Pada tahun 2003 Antoni Silo menikah dengan gadis Jawa, Khara Astiani Sutjipto dan kini telah memiliki seorang putri cantik bernama Judica Theoniti Freira. Dia harus bisa membagi kesibukan profesi dengan quality time bersama keluarga. Kehidupan bersama keluarga hanyalah sederhana saja dan tidak berlebihan. Namun, banyak orang memandang dirinya dianggap sama bahwa jadi pengacara itu sepertinya enak, sukses dan sangat berkecukupan seperti teman seprofesinya yang lain. Padahal, dirinya selalu menyiasati dalam hal keuangan. Antoni menceritakan bahwasanya belum tentu bisa mendapatkan banyak perkara atau banyak uang dalam setahun. Seperti orang lain bisa merasakan makan gaji, lain halnya pada dirinya yang mana belum tentu dia mendapatkan penghasilan tiap bulan. Inilah konsekuensi pilihan profesi yang memihak kepada kaum lemah tertindas.
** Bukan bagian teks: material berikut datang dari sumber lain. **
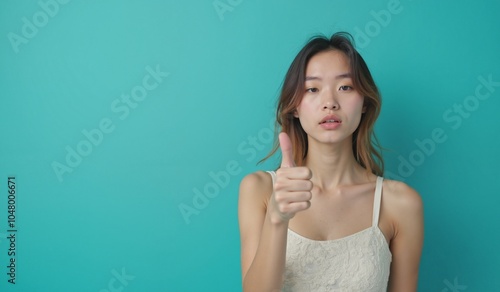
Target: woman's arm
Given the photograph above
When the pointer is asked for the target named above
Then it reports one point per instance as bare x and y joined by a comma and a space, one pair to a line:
264, 210
406, 208
263, 240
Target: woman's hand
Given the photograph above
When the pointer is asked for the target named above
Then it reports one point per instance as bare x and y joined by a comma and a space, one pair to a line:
292, 188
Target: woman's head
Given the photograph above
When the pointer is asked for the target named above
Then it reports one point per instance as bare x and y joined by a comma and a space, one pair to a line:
364, 142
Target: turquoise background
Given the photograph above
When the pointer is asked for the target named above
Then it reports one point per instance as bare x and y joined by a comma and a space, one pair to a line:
118, 211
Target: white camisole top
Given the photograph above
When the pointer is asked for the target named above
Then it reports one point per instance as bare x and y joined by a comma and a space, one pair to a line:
358, 262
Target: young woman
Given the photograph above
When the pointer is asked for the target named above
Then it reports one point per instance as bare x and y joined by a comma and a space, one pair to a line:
326, 220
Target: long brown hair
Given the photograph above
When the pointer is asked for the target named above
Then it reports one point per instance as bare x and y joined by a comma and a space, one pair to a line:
366, 147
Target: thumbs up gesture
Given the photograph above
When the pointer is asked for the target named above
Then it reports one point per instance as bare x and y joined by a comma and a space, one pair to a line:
293, 185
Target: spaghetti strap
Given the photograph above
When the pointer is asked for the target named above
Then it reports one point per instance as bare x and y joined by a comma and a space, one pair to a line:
376, 201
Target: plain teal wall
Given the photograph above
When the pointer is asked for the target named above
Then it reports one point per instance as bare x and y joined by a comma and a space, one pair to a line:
207, 74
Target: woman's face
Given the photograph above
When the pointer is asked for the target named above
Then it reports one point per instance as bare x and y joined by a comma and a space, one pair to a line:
331, 109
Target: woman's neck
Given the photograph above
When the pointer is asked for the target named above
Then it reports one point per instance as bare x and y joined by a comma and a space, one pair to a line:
333, 164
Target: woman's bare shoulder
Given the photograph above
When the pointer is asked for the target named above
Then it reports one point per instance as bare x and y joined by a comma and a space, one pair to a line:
257, 184
401, 199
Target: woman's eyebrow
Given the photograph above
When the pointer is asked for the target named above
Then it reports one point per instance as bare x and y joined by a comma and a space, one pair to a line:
340, 76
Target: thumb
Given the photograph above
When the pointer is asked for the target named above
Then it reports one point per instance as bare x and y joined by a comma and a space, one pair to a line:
286, 150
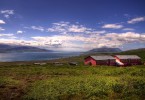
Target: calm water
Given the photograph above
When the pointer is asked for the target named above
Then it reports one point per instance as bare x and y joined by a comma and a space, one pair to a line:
4, 57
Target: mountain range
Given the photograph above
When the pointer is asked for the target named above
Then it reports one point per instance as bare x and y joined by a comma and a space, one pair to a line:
6, 48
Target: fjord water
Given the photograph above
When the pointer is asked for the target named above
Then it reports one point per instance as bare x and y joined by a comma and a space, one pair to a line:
30, 56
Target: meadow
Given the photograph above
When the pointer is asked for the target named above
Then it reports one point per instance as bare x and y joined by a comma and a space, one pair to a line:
65, 82
27, 81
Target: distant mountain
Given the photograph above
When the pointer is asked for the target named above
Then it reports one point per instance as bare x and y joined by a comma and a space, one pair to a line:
104, 50
6, 48
140, 52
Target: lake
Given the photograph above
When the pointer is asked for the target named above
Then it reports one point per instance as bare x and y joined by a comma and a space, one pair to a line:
30, 56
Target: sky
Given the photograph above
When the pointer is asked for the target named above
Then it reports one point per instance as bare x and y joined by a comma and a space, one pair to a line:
73, 25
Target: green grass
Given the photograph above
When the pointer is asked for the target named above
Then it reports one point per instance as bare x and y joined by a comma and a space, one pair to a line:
26, 81
49, 82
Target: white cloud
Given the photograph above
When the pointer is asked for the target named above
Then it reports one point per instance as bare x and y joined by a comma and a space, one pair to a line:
66, 28
7, 13
20, 32
136, 20
113, 26
2, 22
1, 34
79, 42
2, 29
39, 28
128, 29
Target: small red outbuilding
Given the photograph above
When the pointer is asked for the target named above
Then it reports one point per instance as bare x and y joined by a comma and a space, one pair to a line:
100, 60
128, 60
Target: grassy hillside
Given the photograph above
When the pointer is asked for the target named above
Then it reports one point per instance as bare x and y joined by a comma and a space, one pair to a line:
50, 82
139, 52
24, 80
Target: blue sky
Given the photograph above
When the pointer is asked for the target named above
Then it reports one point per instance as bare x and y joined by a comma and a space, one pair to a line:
73, 25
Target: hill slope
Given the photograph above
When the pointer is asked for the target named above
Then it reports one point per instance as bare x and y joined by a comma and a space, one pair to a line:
139, 52
104, 50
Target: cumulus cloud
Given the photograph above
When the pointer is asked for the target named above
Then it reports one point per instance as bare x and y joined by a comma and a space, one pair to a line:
7, 13
1, 34
81, 42
2, 22
112, 26
128, 29
136, 20
66, 28
39, 28
20, 32
2, 29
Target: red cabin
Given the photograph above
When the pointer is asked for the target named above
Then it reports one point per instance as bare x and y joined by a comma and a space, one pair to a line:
100, 60
128, 60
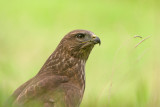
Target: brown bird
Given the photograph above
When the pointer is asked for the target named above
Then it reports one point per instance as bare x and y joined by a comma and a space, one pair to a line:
61, 80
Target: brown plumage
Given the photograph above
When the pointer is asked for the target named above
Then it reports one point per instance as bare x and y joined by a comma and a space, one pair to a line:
61, 80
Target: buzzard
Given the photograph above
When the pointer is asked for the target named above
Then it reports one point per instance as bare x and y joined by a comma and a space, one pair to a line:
61, 80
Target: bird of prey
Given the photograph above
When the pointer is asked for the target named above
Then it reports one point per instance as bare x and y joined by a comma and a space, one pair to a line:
61, 80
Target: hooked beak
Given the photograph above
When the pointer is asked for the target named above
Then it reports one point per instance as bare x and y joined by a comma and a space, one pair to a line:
96, 40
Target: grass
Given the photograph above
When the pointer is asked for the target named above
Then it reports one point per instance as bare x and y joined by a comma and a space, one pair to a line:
117, 73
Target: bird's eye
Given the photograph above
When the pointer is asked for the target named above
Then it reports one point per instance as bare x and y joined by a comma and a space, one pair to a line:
80, 36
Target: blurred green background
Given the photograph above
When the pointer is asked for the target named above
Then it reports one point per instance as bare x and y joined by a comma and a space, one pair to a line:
117, 73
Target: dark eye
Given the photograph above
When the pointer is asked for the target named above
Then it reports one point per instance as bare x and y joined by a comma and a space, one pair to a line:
80, 36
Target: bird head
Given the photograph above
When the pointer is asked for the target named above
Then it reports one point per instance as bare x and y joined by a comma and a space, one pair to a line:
79, 43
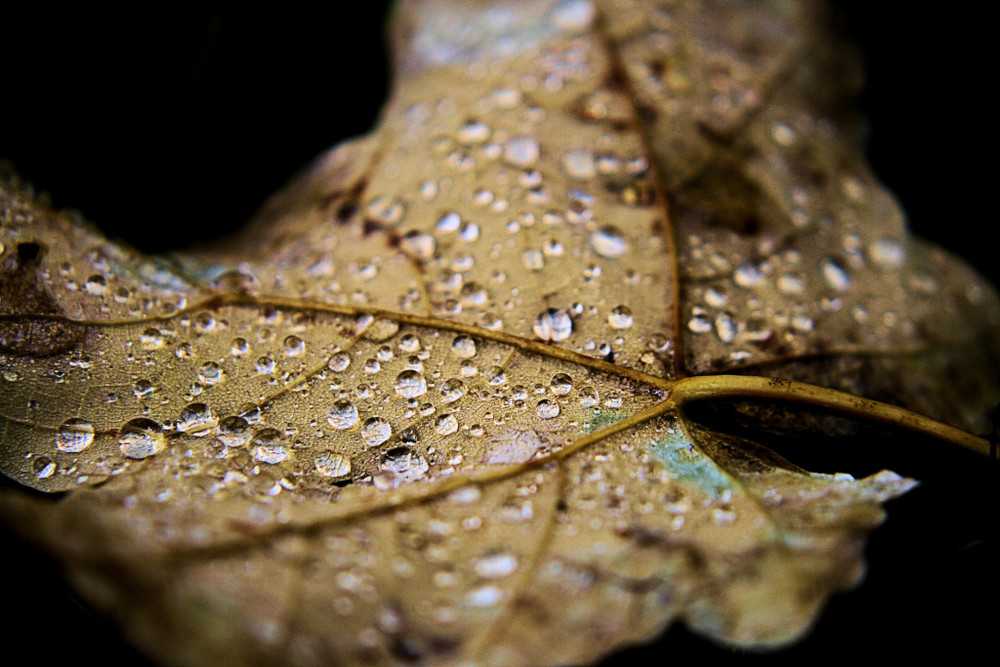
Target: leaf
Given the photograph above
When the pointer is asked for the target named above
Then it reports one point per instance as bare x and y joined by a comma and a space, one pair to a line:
545, 468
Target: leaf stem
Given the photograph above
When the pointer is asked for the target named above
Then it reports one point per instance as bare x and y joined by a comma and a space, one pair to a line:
708, 387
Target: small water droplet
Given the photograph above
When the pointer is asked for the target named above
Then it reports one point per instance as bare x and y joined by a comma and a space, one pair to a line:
553, 325
339, 362
620, 317
463, 347
608, 241
522, 151
140, 438
333, 464
210, 373
561, 384
294, 346
418, 245
342, 415
410, 384
196, 419
74, 435
375, 431
446, 424
269, 446
234, 431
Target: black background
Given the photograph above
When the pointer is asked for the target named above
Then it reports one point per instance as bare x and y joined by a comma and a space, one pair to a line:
165, 127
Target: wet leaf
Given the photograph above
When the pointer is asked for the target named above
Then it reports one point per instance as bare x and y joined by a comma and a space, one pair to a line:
446, 381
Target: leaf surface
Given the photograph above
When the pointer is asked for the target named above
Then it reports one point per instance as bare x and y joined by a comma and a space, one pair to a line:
438, 387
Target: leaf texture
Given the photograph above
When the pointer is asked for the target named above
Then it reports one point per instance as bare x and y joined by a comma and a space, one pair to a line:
436, 389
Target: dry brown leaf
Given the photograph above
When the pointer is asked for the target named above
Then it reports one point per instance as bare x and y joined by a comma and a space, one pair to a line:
443, 385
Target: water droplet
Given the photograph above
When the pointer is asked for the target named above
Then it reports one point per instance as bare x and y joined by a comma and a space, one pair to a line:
151, 339
521, 151
446, 424
608, 241
210, 373
406, 464
726, 328
495, 565
463, 347
410, 384
547, 409
140, 438
449, 222
339, 362
560, 384
238, 347
264, 365
418, 245
234, 431
886, 253
835, 275
74, 435
332, 464
386, 210
294, 346
553, 325
375, 431
620, 317
269, 446
196, 419
342, 415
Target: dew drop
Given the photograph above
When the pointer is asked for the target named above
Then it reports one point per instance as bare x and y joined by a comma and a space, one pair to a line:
333, 464
294, 346
339, 362
234, 431
608, 241
140, 438
375, 431
418, 245
560, 384
547, 409
446, 424
553, 324
269, 446
196, 419
620, 317
522, 151
74, 435
410, 384
452, 389
463, 347
210, 373
342, 415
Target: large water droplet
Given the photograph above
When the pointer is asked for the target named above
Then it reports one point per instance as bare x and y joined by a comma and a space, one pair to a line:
521, 151
196, 419
333, 464
410, 384
375, 431
342, 415
74, 435
553, 325
140, 438
608, 241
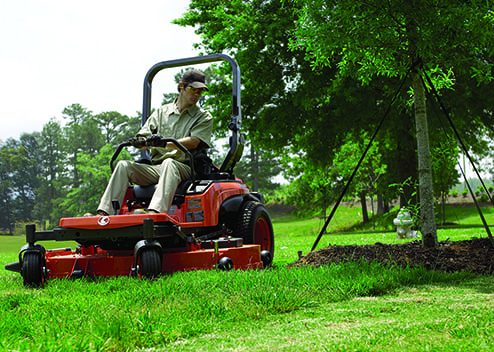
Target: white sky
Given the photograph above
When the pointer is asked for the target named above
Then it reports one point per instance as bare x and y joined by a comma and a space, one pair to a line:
54, 53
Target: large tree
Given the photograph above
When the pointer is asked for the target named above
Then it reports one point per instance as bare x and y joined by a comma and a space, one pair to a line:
376, 38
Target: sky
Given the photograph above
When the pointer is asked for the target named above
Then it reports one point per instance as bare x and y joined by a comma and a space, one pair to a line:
55, 53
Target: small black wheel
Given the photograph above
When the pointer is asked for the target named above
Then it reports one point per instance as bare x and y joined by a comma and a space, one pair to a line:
32, 269
254, 226
225, 264
266, 258
150, 263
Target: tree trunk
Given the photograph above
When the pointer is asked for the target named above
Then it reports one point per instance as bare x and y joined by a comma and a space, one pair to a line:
429, 232
363, 203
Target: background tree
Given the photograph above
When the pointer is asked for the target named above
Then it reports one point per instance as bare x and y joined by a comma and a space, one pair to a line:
376, 38
54, 177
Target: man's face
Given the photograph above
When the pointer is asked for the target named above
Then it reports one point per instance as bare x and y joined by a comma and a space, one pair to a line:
192, 94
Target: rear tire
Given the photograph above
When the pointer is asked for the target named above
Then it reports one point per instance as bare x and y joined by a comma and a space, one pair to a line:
254, 226
150, 263
32, 269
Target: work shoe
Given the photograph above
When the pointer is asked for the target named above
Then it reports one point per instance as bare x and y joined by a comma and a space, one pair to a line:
144, 211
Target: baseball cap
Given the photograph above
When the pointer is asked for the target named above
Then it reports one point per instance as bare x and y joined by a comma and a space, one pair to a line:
195, 78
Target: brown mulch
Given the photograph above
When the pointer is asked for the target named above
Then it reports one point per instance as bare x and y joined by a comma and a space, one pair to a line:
476, 255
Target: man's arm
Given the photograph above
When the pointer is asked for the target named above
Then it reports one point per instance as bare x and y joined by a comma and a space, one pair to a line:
189, 143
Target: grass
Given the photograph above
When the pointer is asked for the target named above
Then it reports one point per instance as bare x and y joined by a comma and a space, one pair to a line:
350, 307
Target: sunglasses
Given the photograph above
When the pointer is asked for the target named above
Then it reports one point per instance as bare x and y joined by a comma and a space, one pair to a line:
195, 90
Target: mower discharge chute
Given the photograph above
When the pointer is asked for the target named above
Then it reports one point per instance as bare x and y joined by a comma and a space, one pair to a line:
214, 222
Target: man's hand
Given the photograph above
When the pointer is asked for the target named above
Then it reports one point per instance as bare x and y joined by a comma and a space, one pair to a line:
154, 140
139, 142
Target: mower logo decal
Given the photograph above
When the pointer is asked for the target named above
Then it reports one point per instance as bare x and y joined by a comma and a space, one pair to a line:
103, 220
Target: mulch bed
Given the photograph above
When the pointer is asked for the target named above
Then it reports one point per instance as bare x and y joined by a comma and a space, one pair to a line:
476, 255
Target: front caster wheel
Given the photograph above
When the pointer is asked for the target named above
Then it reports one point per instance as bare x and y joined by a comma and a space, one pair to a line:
32, 269
225, 264
150, 263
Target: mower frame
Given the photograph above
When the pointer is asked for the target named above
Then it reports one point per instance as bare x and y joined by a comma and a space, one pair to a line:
215, 220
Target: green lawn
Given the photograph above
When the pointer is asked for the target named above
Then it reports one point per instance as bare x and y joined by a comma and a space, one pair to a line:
350, 307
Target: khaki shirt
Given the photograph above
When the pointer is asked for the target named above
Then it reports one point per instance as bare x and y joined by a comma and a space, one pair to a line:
170, 123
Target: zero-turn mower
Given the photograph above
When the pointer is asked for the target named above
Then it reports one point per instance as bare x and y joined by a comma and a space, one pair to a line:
215, 220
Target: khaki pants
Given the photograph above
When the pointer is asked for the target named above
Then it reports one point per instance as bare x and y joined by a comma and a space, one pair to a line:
167, 175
Dia tidak pernah menilai segala sesuatu pada uang. Uang bukanlah menjadi tujuan hidupnya. Uang tidak bisa dijadikan ukuran terhadap sukses atau tidaknya seorang pengacara. Memang dia sering mengalami tidak punya uang. Ditanamkan dalam hatinya untuk tidak membuatnya sebagai masalah agar tetap bisa menjaga idealisme. Dirinya memang sudah terbiasa juga dari dulu dalam mengatur penghematan pengeluaran untuk keuangan. Karena berasal dari keluarga miskin, kedua orang tuanya membiasakan memberikan uang dengan jumlah yang terbatas semasa kuliah. Dia dulu sering disebut sebagai anak nakal. Lama tamat bersekolah karena banyak aktivitas diluar kampus dan aktif berorganisasi. Akan tetapi, ada sisi positif dibalik penilaian kenakalannya. Pada zaman orde baru, dirinya pernah merasakan menjadi ketua cabang organisasi masyarakat atau ormas. Itu sebenarnya siasat dia untuk menambah relasi dan bertujuan untuk menambah pemasukan. Dirinya pernah mendapatkan penghasilan berlipat dari situ. Salah satu manfaat penghasilannya ketika itu pernah menerima hasil mengawasi tempat parkir.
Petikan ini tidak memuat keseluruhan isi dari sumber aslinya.